Readings – James 1.17-27; Mark 7.1-8,14,15,21-23
“…be doers of the word, and not merely hearers…”
In the name of the Father, and of the Son, and of the Holy Spirit. Amen.
“The Western mind is like a tuning fork calibrated to one frequency: the Christ story. Hit it with the right Christ figure, and it’ll just hum deafeningly in resonance.”
I read this remarkable sentence this week in article by a commentator who is not, as far as I know, a Christian believer, but is someone who understands the profound impact Christianity has had on Western culture.
“The Western mind is like a tuning fork calibrated to one frequency: the Christ story. Hit it with the right Christ figure, and it’ll just hum deafeningly in resonance.”

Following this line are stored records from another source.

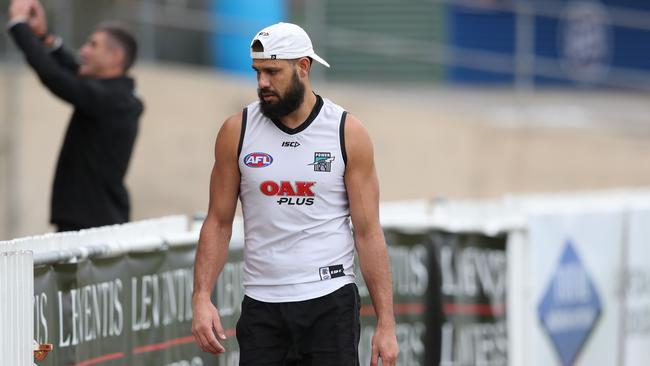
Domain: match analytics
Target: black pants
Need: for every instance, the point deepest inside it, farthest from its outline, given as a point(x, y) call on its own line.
point(317, 332)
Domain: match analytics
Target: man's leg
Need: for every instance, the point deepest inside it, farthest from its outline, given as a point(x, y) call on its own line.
point(263, 337)
point(328, 329)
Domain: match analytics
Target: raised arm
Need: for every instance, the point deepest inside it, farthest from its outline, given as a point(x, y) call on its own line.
point(214, 239)
point(363, 193)
point(82, 93)
point(38, 23)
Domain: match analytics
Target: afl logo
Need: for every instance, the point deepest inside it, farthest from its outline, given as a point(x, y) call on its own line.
point(258, 160)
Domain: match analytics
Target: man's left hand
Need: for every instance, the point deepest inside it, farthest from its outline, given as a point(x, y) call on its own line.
point(384, 347)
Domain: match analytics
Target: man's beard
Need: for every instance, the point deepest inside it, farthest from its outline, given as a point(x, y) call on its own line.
point(286, 104)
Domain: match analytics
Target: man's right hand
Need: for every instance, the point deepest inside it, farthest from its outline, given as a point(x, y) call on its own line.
point(206, 326)
point(19, 10)
point(37, 20)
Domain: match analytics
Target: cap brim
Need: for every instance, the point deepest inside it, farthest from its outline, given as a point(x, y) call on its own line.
point(319, 59)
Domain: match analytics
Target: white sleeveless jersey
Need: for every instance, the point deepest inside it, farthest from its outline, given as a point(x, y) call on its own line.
point(298, 242)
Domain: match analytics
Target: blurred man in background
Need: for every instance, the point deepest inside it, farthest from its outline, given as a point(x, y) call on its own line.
point(302, 168)
point(89, 188)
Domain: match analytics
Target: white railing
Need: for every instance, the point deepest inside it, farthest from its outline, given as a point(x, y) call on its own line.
point(16, 307)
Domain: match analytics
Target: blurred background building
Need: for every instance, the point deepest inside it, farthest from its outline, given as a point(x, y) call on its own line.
point(463, 98)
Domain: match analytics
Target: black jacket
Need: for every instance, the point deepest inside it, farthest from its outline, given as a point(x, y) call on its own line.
point(88, 186)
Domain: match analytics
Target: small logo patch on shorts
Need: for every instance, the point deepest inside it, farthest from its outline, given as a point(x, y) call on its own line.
point(327, 273)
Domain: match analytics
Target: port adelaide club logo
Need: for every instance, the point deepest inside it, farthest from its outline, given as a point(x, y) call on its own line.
point(322, 162)
point(258, 160)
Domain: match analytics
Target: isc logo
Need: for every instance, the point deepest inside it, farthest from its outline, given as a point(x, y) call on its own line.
point(258, 160)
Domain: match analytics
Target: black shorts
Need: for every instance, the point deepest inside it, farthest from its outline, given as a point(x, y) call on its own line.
point(317, 332)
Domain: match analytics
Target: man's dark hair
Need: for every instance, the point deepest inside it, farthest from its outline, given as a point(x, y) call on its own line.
point(124, 40)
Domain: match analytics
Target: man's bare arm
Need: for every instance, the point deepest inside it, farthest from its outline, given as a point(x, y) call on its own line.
point(214, 239)
point(363, 193)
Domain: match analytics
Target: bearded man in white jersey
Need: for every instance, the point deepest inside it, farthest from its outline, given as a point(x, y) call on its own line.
point(302, 168)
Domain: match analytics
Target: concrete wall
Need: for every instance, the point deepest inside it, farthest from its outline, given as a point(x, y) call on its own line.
point(428, 142)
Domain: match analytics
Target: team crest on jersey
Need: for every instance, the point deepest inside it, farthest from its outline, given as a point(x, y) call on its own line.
point(258, 160)
point(322, 162)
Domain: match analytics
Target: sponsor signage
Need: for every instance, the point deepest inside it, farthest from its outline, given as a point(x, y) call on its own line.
point(571, 306)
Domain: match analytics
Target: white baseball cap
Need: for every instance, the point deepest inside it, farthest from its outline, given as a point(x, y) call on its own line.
point(284, 41)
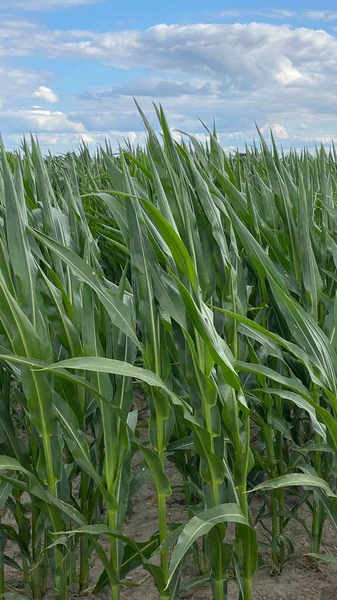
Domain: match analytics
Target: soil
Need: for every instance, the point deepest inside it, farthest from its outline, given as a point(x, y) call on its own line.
point(298, 580)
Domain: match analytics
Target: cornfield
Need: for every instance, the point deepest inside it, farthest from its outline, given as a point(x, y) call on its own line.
point(201, 285)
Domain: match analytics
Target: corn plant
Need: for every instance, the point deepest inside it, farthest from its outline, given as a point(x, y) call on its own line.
point(210, 281)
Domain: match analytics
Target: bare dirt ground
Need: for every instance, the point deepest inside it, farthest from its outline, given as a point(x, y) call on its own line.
point(298, 581)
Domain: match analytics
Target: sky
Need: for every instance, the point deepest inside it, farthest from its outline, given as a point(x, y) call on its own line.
point(70, 70)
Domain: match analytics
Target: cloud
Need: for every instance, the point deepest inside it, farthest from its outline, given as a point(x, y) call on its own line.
point(233, 73)
point(155, 87)
point(274, 13)
point(46, 94)
point(37, 120)
point(43, 5)
point(279, 131)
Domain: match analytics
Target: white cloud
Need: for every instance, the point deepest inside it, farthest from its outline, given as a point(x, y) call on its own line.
point(279, 131)
point(235, 73)
point(274, 13)
point(37, 120)
point(46, 94)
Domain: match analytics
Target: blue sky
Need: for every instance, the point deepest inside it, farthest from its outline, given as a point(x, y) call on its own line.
point(69, 69)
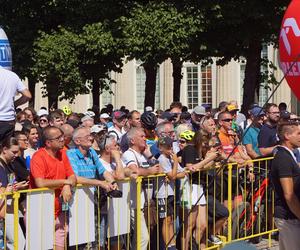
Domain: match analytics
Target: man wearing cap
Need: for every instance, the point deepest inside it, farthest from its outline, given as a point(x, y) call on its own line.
point(10, 86)
point(104, 118)
point(251, 134)
point(267, 137)
point(233, 110)
point(87, 121)
point(134, 121)
point(119, 121)
point(197, 114)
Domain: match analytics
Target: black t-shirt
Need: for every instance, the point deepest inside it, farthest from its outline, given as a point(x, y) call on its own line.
point(283, 166)
point(267, 136)
point(19, 168)
point(3, 174)
point(190, 156)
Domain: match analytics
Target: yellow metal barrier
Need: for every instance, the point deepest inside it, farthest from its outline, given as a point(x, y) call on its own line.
point(250, 210)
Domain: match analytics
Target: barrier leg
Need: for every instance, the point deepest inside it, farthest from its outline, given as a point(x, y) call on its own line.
point(138, 212)
point(229, 202)
point(16, 197)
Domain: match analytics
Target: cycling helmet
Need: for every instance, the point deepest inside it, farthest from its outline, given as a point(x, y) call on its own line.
point(67, 110)
point(149, 120)
point(187, 135)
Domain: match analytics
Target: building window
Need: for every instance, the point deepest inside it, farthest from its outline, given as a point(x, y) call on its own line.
point(242, 78)
point(140, 88)
point(206, 84)
point(192, 87)
point(263, 89)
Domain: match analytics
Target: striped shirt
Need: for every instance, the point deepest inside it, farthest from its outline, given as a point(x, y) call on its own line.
point(85, 166)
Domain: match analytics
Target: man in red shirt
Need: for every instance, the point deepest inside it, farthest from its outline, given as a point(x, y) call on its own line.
point(50, 168)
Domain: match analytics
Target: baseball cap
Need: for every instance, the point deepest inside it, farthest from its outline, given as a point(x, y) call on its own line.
point(148, 109)
point(118, 115)
point(232, 107)
point(98, 128)
point(257, 111)
point(168, 116)
point(285, 114)
point(199, 110)
point(89, 113)
point(165, 141)
point(104, 116)
point(42, 112)
point(86, 118)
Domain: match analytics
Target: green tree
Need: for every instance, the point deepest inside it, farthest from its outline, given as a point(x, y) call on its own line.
point(70, 64)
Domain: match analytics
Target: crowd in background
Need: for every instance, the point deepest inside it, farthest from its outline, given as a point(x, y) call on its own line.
point(60, 148)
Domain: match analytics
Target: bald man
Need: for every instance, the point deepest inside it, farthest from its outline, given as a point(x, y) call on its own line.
point(68, 133)
point(51, 168)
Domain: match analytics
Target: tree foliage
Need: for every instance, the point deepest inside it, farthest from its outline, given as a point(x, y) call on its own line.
point(72, 62)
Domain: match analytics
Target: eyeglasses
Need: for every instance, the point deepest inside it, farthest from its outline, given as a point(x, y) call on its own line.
point(86, 137)
point(61, 137)
point(170, 133)
point(227, 120)
point(23, 139)
point(104, 141)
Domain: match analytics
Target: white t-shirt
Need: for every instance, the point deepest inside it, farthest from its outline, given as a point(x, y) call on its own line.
point(165, 189)
point(10, 85)
point(131, 157)
point(110, 167)
point(116, 133)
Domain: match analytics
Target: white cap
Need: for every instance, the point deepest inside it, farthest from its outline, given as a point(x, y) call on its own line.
point(42, 112)
point(97, 128)
point(89, 113)
point(148, 109)
point(86, 118)
point(104, 116)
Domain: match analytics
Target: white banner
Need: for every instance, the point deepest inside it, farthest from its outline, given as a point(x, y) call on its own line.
point(82, 217)
point(119, 212)
point(40, 220)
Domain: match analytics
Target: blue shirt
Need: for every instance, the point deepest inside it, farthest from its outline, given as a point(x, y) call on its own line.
point(251, 137)
point(85, 166)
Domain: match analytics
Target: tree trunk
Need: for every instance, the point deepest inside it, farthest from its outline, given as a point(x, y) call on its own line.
point(52, 93)
point(31, 87)
point(252, 74)
point(150, 84)
point(177, 76)
point(96, 92)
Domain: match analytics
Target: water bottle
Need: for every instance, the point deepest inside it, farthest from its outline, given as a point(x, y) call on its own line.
point(1, 235)
point(28, 162)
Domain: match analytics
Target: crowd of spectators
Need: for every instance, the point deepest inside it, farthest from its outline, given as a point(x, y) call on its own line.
point(60, 148)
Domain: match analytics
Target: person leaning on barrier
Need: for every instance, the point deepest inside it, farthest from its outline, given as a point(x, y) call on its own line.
point(285, 176)
point(138, 164)
point(85, 162)
point(267, 137)
point(111, 161)
point(165, 188)
point(9, 151)
point(50, 168)
point(11, 84)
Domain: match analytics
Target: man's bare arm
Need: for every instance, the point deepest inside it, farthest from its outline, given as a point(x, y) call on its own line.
point(292, 200)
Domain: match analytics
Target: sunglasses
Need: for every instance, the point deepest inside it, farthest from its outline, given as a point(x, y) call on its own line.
point(182, 141)
point(227, 120)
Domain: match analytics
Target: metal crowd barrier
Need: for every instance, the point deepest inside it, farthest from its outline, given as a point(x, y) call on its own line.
point(140, 220)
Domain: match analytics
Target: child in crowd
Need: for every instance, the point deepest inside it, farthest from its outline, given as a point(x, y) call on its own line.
point(164, 193)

This sentence referred to the international outpouring of anger that followed the murder of George Floyd in Minneapolis last May: the brutal public execution of a criminal by morally corrupt authorities behaving with terrible cruelty. The resonances with the story of Holy Week are obvious. Perhaps that is why it inspired such fervent proclamation of salvation for the oppressed through rejection of the currently dominant systems of political power which are transparently compromised.

George Floyd solidarity protest in Amsterdam, 1 June 2020. © BAMCorp and used under Creative Commons 2.0
In countries like ours’, the Christian story is woven deeply into every aspect of our mindsets. A few recent decades of triumphalist secularism has not yet undone the work of 1,500 years. Because Western civilisation became the first truly globally dominant one, it is easy for us to presume that the principles Christianity teaches about right and wrong are universal. But it certainly wasn’t part of Græco-Roman culture to exalt the weak or proclaim salvation for the oppressed.

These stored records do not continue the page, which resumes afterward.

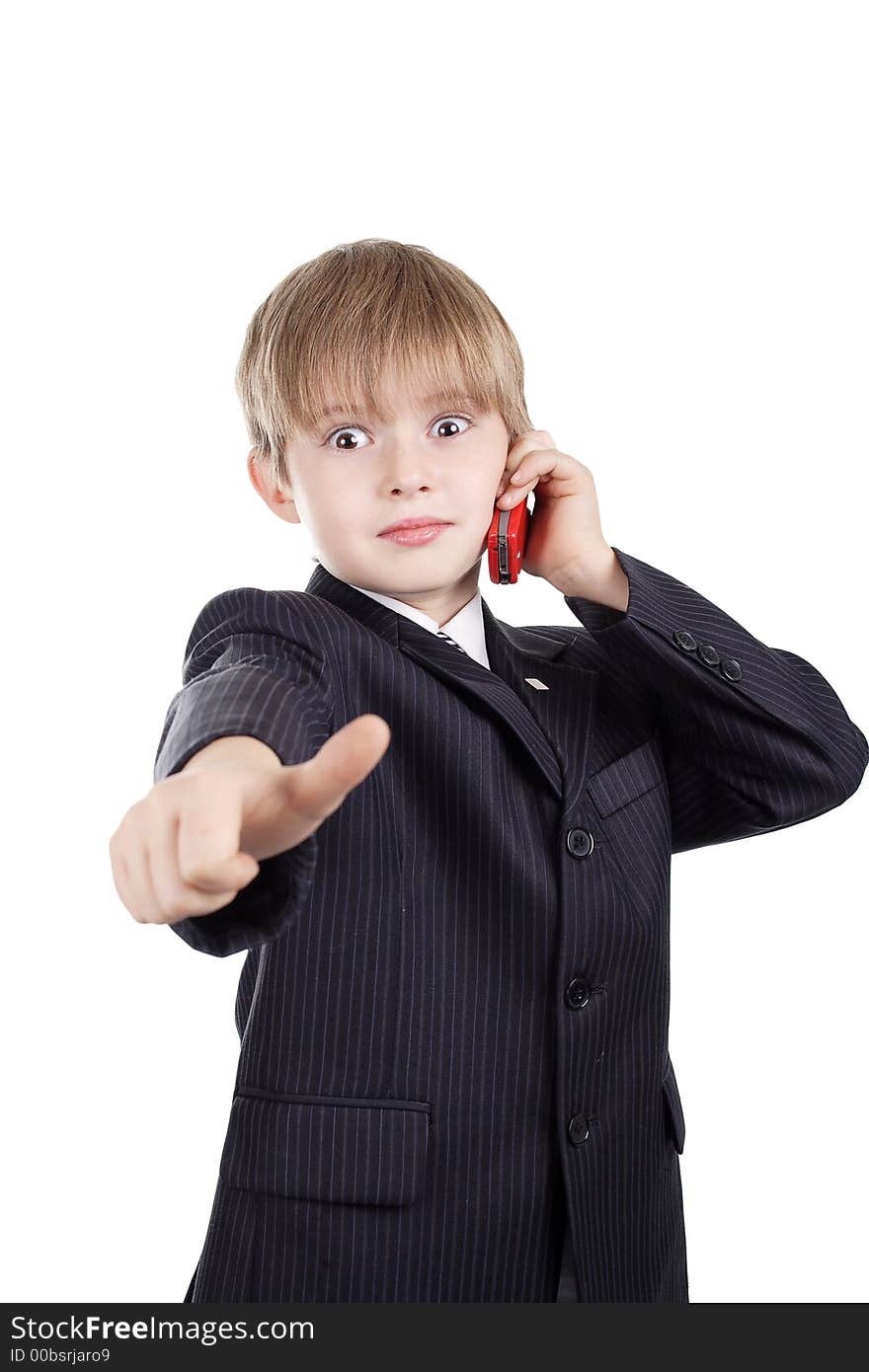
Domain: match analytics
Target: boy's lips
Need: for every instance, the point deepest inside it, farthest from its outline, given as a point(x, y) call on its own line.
point(411, 534)
point(418, 521)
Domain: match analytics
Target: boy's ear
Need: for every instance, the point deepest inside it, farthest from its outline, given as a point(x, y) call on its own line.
point(276, 496)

Familiarity can blind us to how strange Christianity is – how wonderfully strange! – how subverting of the way that the powerful, clever, and rich try to invent clever ways of making that seem like the natural order of things is for them to dominate others. Only a very strange religion makes a tortured criminal its symbol of divinity, and puts the instrument of His execution everywhere from the tops of its temples to the jewellery around His followers’ necks.